# Ruf farmen beim Dampfdruckkartell - aber wie?



## Allyminator @ Thrall (1. November 2008)

Heyho zusammen,
ich wollte fürs Achievement hier und da noch ein paar Fraktionen auf ehrfürchtig bringen. Hab jetzt vor, mich um das Dampfdruckkartell zu kümmern, da dieses ja gleich 3 Fraktionen beherbergt (Ratschet, Booty Bay und die Ewige Warte).
In Feralas gibt es ja 2 wiederholbare Quests von dem Goblin, der an der Küste am Steg steht (Diese und diese), die früher mal 25 Ruf pro Quest gegeben haben. 
Als ich mich heute diesen beiden Quests widmen wollte, um meinen Ruf ein bißchen weiter pushen zu wollen, gab es nach Beendigung der Quests jedoch keinen Ruf mehr. 
Hat jemand von euch sonst noch eine Ahnung, wie ich am besten Ruf beim Dampfdruckkartell farmen kann? Würde mich über Tips von euch freuen 


			Dieser Inhalt steht nur eingeloggten Mitgliedern zur Verfügung.


----------



## Raai (1. November 2008)

Es sind 4 Fraktionen 

- Beutebucht
- Ratschet
- Ewige Warte
- Gadgetzan

und nein, hab keinen schimmer wo man sonst noch Ruf farmen könnte -.-

PS: Hab noch bissel gesucht und was gefunden...
Gordokfesselschlüssel für die Quest Befreit Knot! 
was 350 Ruf geben soll bei allen 4 Fraktionen des Dampfdruckkartell...
ob die immer noch 350 Ruf bringen weis ich nicht, ebenso ob die Wiederholbar ist...

Quelle der Info


----------



## Darkfire936 (1. November 2008)

Kill mal die Piraten südlich von Ratschet die geben Ruf bei Ratschet


----------



## pixeljedi (1. November 2008)

die  goblins in der venture&co kurz vor zul gurub geben auch ruf für BB


gl&hf  pixel


----------



## Fuga89 (1. November 2008)

ja oder die blutsegler vor BB gebena uch ruf für die


----------



## Lisutari (1. November 2008)

Questen, sonst Blutsegler töten


----------



## Mju (1. November 2008)

hab jetzt alle 4 fraktionen auf respektvoll, ratchet und bb stehen bei knapp 5k/21000. habe saemtliche quests fuer die gemacht und schon etliche piraten gekillt.. sollte es wirklich nur noch ueber die kills moeglich sein irgendwie an ruf fuer diese fraktionen zu kommen, dann gute nacht. denn es gibt es auf stufe 70 fuer einen freibeuter vielleicht 1rufpunkt und das wird dann nochmal nach irgendeinem system, (welches ich noch nicht durchschaut habe) auf die anderen 3 fraktionen verteilt. ich muesste also noch weit mehr als 16000 piraten killen X.x 
bleibt echt nur zu hoffen, dass da bald mal sowas kommt wie bei den "hauseigenen" fraktionen, das man einfach irgendwelches zeug abgeben kann, wie bei der holzschlundfeste zum beispiel.
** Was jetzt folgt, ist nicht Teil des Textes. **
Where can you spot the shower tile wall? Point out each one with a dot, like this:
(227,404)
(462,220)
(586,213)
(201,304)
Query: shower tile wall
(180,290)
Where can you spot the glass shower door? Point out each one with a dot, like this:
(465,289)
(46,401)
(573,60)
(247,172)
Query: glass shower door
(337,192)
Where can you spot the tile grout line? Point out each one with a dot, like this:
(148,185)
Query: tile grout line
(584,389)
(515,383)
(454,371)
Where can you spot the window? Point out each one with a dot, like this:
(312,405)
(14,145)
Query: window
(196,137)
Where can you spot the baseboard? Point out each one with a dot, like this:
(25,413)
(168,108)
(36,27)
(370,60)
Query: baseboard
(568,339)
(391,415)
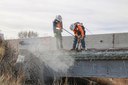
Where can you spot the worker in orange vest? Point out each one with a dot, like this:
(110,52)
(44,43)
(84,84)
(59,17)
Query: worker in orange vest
(57,29)
(79,35)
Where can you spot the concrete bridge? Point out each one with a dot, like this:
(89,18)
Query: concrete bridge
(107,54)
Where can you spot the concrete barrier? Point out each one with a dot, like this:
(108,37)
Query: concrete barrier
(99,41)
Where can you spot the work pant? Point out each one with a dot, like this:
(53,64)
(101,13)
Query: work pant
(82,41)
(58,39)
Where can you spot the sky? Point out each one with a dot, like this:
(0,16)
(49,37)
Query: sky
(98,16)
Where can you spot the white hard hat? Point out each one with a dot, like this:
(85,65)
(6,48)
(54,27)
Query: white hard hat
(59,18)
(72,26)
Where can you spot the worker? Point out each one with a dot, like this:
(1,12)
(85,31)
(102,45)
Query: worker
(79,35)
(57,29)
(2,46)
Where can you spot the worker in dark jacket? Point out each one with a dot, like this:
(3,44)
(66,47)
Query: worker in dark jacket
(57,29)
(79,35)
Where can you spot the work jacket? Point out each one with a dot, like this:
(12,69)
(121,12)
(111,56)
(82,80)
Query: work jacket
(79,31)
(57,25)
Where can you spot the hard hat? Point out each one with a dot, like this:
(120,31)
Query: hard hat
(72,26)
(59,18)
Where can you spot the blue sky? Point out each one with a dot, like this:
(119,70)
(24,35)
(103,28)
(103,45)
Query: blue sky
(98,16)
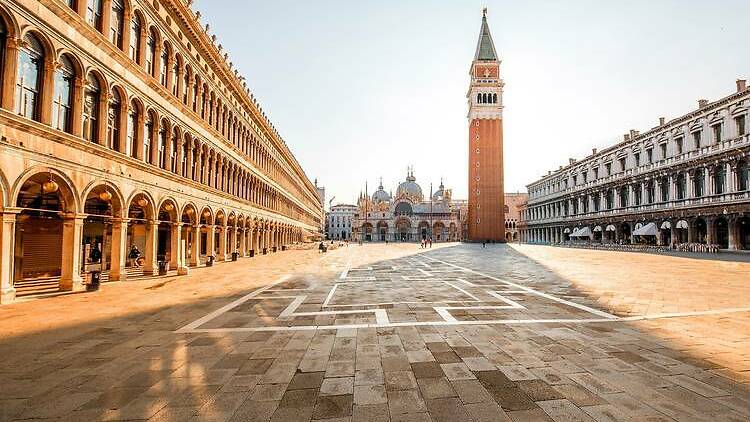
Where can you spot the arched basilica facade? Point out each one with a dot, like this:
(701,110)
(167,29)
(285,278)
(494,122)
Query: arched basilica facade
(407,216)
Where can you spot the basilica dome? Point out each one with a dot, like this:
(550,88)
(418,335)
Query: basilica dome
(381,195)
(410,189)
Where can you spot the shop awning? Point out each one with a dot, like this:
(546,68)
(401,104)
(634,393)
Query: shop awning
(582,232)
(647,230)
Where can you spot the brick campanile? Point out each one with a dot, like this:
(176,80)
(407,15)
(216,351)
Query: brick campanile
(486,217)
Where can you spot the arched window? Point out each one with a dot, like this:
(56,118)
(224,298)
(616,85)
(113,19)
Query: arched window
(720,173)
(113,121)
(133,117)
(743,175)
(91,97)
(150,53)
(697,184)
(176,80)
(29,77)
(173,152)
(94,13)
(135,38)
(116,23)
(162,156)
(164,65)
(186,85)
(148,134)
(62,103)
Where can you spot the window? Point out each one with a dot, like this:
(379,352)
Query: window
(148,134)
(132,125)
(94,13)
(62,103)
(739,123)
(720,173)
(743,175)
(91,97)
(29,77)
(665,189)
(697,139)
(135,39)
(116,23)
(173,152)
(717,133)
(113,121)
(698,178)
(164,65)
(150,53)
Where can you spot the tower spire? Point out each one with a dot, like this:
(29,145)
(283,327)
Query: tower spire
(485,46)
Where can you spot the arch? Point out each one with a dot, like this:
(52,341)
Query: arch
(117,201)
(70,193)
(168,206)
(147,208)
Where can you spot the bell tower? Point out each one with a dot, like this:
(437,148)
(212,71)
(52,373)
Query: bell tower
(486,218)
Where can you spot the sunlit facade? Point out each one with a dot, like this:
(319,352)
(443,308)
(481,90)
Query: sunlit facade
(125,125)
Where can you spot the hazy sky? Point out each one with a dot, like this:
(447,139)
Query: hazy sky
(363,89)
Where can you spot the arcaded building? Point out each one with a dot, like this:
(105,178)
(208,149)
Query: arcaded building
(684,181)
(407,215)
(124,126)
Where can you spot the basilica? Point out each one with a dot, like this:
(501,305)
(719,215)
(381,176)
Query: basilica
(407,216)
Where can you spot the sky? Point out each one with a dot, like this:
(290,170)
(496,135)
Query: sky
(361,90)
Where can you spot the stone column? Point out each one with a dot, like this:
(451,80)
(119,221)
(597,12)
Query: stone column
(733,233)
(151,248)
(175,239)
(119,249)
(7,245)
(70,272)
(222,255)
(211,240)
(195,247)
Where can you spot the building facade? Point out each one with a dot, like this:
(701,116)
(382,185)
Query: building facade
(514,203)
(407,216)
(124,126)
(485,97)
(683,181)
(339,221)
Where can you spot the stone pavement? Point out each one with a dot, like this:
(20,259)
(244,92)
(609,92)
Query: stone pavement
(393,333)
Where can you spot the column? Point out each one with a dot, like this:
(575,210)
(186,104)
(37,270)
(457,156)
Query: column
(119,249)
(211,240)
(243,242)
(222,255)
(70,276)
(175,241)
(7,245)
(195,249)
(152,235)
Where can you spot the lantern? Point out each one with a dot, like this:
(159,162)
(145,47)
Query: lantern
(105,196)
(50,186)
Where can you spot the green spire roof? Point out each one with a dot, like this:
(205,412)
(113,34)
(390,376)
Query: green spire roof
(485,46)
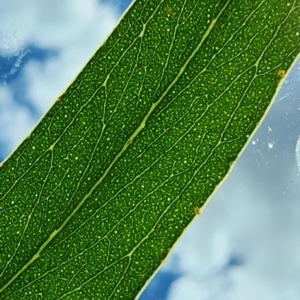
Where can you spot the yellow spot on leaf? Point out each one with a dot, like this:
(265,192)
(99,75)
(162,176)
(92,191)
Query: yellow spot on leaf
(281,73)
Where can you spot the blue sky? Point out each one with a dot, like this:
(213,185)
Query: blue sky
(246,244)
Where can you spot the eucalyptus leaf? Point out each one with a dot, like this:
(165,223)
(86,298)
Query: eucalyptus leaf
(93,200)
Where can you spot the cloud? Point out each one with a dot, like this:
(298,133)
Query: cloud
(246,244)
(71,29)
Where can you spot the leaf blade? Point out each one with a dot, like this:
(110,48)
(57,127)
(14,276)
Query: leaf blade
(153,163)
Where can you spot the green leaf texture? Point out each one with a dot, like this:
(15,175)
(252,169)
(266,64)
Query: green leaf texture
(93,200)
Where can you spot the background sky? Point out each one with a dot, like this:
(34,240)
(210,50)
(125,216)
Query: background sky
(246,244)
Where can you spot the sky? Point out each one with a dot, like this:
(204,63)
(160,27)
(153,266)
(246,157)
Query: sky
(246,244)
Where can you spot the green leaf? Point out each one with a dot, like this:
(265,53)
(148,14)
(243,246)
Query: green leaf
(93,200)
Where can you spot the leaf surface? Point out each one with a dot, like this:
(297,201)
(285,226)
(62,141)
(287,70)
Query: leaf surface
(93,200)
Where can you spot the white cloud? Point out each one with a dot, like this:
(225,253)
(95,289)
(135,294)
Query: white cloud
(74,29)
(248,223)
(18,117)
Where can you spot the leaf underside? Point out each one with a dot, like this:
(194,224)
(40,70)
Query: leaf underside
(93,200)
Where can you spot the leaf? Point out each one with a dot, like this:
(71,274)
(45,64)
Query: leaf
(93,200)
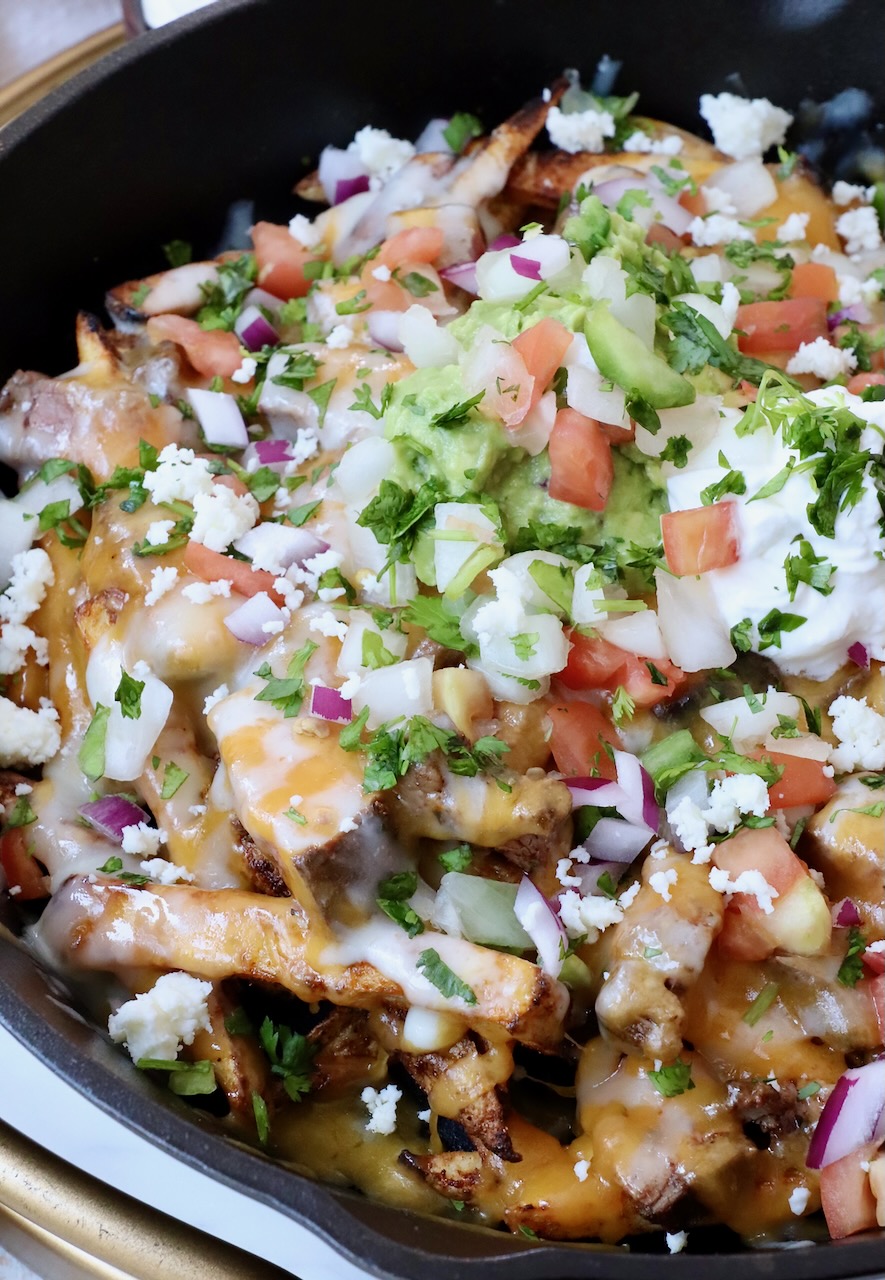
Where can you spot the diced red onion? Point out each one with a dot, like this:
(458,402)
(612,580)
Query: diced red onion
(543,926)
(110,814)
(525,266)
(384,329)
(347,187)
(464,274)
(617,841)
(639,790)
(219,417)
(845,914)
(328,704)
(858,312)
(338,167)
(247,622)
(854,1114)
(860,654)
(254,330)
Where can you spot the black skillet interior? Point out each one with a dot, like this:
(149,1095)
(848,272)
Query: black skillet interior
(158,142)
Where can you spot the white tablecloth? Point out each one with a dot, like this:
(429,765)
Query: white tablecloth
(49,1111)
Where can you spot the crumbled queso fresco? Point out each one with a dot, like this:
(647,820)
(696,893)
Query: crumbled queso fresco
(459,630)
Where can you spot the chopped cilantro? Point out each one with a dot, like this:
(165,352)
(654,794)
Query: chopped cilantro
(128,695)
(446,982)
(674,1079)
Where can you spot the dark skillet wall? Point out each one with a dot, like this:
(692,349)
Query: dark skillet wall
(158,140)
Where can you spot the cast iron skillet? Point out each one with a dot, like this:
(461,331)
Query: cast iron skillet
(156,142)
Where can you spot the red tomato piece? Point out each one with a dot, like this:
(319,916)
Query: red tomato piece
(411,245)
(213,352)
(282,260)
(213,567)
(592,663)
(22,871)
(582,470)
(543,348)
(780,325)
(579,731)
(847,1197)
(813,280)
(802,781)
(701,538)
(637,680)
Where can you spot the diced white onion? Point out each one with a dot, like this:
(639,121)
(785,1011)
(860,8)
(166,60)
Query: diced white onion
(692,627)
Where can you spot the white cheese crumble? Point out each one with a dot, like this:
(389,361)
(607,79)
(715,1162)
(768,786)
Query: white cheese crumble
(382,1105)
(26,736)
(201,593)
(381,152)
(798,1201)
(717,229)
(753,883)
(163,872)
(340,338)
(304,231)
(32,575)
(580,131)
(179,476)
(222,516)
(214,698)
(821,359)
(744,127)
(163,579)
(246,371)
(861,732)
(328,625)
(860,229)
(159,1022)
(794,228)
(667,146)
(661,882)
(141,839)
(847,193)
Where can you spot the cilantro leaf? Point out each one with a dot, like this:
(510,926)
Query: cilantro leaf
(446,982)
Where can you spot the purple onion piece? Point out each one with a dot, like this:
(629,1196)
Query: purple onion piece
(860,654)
(110,814)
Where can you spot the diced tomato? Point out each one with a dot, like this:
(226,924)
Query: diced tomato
(780,325)
(22,871)
(847,1197)
(579,731)
(282,260)
(413,245)
(701,538)
(233,483)
(213,567)
(582,469)
(813,280)
(860,382)
(592,663)
(637,680)
(213,352)
(802,781)
(542,348)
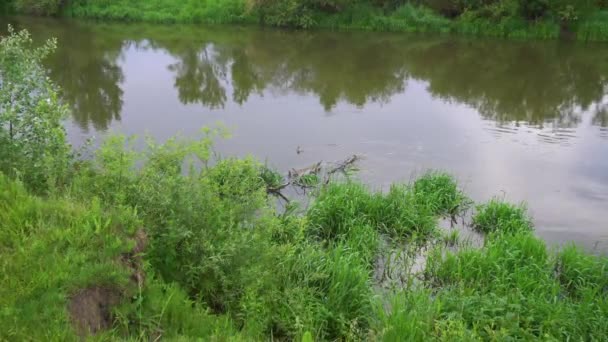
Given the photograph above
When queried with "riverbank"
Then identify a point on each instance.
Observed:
(504, 19)
(172, 243)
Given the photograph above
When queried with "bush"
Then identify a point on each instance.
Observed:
(32, 138)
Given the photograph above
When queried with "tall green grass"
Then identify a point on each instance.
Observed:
(504, 19)
(220, 263)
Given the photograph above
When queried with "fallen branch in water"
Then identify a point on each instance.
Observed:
(309, 177)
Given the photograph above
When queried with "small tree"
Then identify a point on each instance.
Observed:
(32, 138)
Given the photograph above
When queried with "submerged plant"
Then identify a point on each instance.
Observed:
(502, 217)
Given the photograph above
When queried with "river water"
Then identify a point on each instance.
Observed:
(527, 121)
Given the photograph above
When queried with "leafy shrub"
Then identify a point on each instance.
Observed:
(32, 138)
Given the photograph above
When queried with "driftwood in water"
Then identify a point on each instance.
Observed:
(313, 175)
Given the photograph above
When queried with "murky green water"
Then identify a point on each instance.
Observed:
(523, 120)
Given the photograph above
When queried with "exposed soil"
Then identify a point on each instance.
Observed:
(90, 309)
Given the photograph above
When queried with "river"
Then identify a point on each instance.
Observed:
(527, 121)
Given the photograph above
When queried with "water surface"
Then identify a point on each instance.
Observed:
(527, 121)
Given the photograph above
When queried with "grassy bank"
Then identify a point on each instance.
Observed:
(537, 19)
(171, 243)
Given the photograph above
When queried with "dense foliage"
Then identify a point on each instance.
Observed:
(504, 18)
(187, 247)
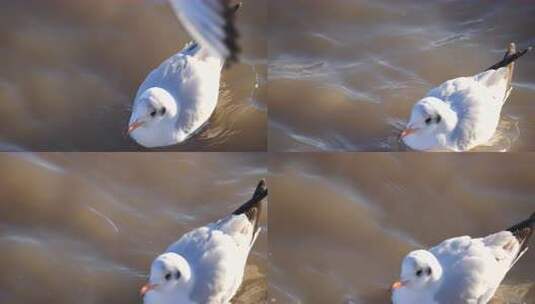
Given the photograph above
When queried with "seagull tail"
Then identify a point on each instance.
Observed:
(523, 232)
(253, 207)
(231, 33)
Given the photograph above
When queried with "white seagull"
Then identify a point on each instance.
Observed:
(206, 265)
(461, 270)
(179, 96)
(464, 112)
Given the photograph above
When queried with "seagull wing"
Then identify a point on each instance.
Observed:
(211, 24)
(474, 268)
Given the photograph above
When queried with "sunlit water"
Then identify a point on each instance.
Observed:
(343, 75)
(70, 70)
(341, 224)
(84, 228)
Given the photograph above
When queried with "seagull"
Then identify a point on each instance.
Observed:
(464, 112)
(461, 270)
(206, 265)
(178, 97)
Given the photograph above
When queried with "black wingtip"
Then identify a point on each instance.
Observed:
(523, 231)
(231, 33)
(254, 203)
(511, 56)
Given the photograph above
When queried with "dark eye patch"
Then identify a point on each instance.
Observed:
(168, 276)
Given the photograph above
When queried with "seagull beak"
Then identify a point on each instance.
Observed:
(397, 285)
(136, 124)
(408, 131)
(146, 288)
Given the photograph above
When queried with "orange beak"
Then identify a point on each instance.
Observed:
(397, 285)
(408, 131)
(136, 124)
(146, 288)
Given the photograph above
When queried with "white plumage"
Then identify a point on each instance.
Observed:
(206, 265)
(461, 113)
(178, 97)
(461, 270)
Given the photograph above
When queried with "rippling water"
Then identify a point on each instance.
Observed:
(84, 228)
(341, 224)
(344, 74)
(70, 71)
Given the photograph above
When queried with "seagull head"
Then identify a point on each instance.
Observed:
(431, 123)
(419, 269)
(170, 279)
(153, 119)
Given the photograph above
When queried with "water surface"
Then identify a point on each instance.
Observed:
(84, 228)
(70, 71)
(340, 224)
(344, 74)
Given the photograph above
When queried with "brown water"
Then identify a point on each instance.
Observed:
(340, 224)
(70, 70)
(84, 228)
(344, 74)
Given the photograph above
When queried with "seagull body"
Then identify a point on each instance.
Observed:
(206, 265)
(178, 97)
(464, 112)
(461, 270)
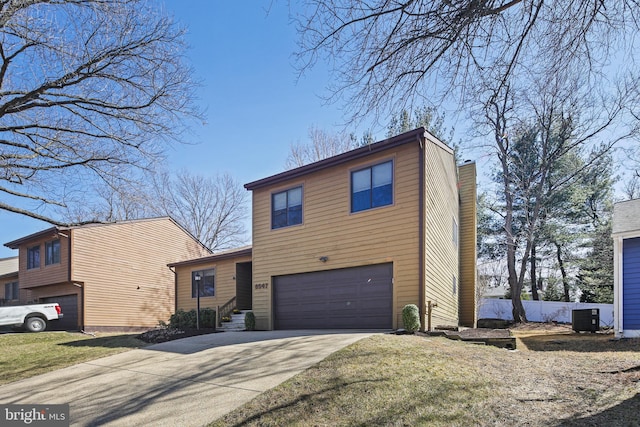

andererseits.. es bringt eigentlich null sich die arbeit fuer das dampfdruckkartell zu machen, oder gibt es dann irgendwas besonderes? nen preis fuer hartnaeckigkeit, geduld und durchhaltevermoegen vielleicht? XD


----------



## pixeljedi (1. November 2008)

Mju schrieb:


> .
> andererseits.. es bringt eigentlich null sich die arbeit fuer das dampfdruckkartell zu machen, oder gibt es dann irgendwas besonderes? nen preis fuer hartnaeckigkeit, geduld und durchhaltevermoegen vielleicht? XD




genau das hab ich mich auch gefragt und hab dann beschlossen lieber holzschlundfeste und sporeggar zu kloppen
das gibt wenigstens n Titel :-))))

gl&hf pixel


----------



## Crosis (1. November 2008)

die q in düsterbruch gibt genauso wie die wiederholbaren qs am strand keinen ruf mehr sobald man 1 der 4 fraktionen auf respektvoll hat(beschissenes prinzip^^) auf 70 geben 2mobs 1ruf für das gesamte kartell und daher empfehle ich in tanaris die wüstenläufer abzugrasen weil die wasserschläuche auch mit respektvoll für zumindest noch 15ruf für gadgetzan abzugeben sind^^


----------



## Larmina (1. November 2008)

Mju schrieb:


> hab jetzt alle 4 fraktionen auf respektvoll, ratchet und bb stehen bei knapp 5k/21000. habe saemtliche quests fuer die gemacht und schon etliche piraten gekillt.. sollte es wirklich nur noch ueber die kills moeglich sein irgendwie an ruf fuer diese fraktionen zu kommen, dann gute nacht. denn es gibt es auf stufe 70 fuer einen freibeuter vielleicht 1rufpunkt und das wird dann nochmal nach irgendeinem system, (welches ich noch nicht durchschaut habe) auf die anderen 3 fraktionen verteilt. ich muesste also noch weit mehr als 16000 piraten killen X.x
> bleibt echt nur zu hoffen, dass da bald mal sowas kommt wie bei den "hauseigenen" fraktionen, das man einfach irgendwelches zeug abgeben kann, wie bei der holzschlundfeste zum beispiel.
> 
> andererseits.. es bringt eigentlich null sich die arbeit fuer das dampfdruckkartell zu machen, oder gibt es dann irgendwas besonderes? nen preis fuer hartnaeckigkeit, geduld und durchhaltevermoegen vielleicht? XD


Man darf billiger einkaufen bei denen 


			Dieser Inhalt steht nur eingeloggten Mitgliedern zur Verfügung.


----------



## SrpskiMacak (1. November 2008)

Da is es viel besser den ruf da kaputt zu machen und so den ruf bei blutsegelbukaniere zu erhöhen :-) man rkeigt ne nice piartenset und nen pet:-D und glaub auch nen erfolg  


			Dieser Inhalt steht nur eingeloggten Mitgliedern zur Verfügung.


----------



## Raai (4. November 2008)

Also, ich habs gerade nochmal getestet in Düsterbruch...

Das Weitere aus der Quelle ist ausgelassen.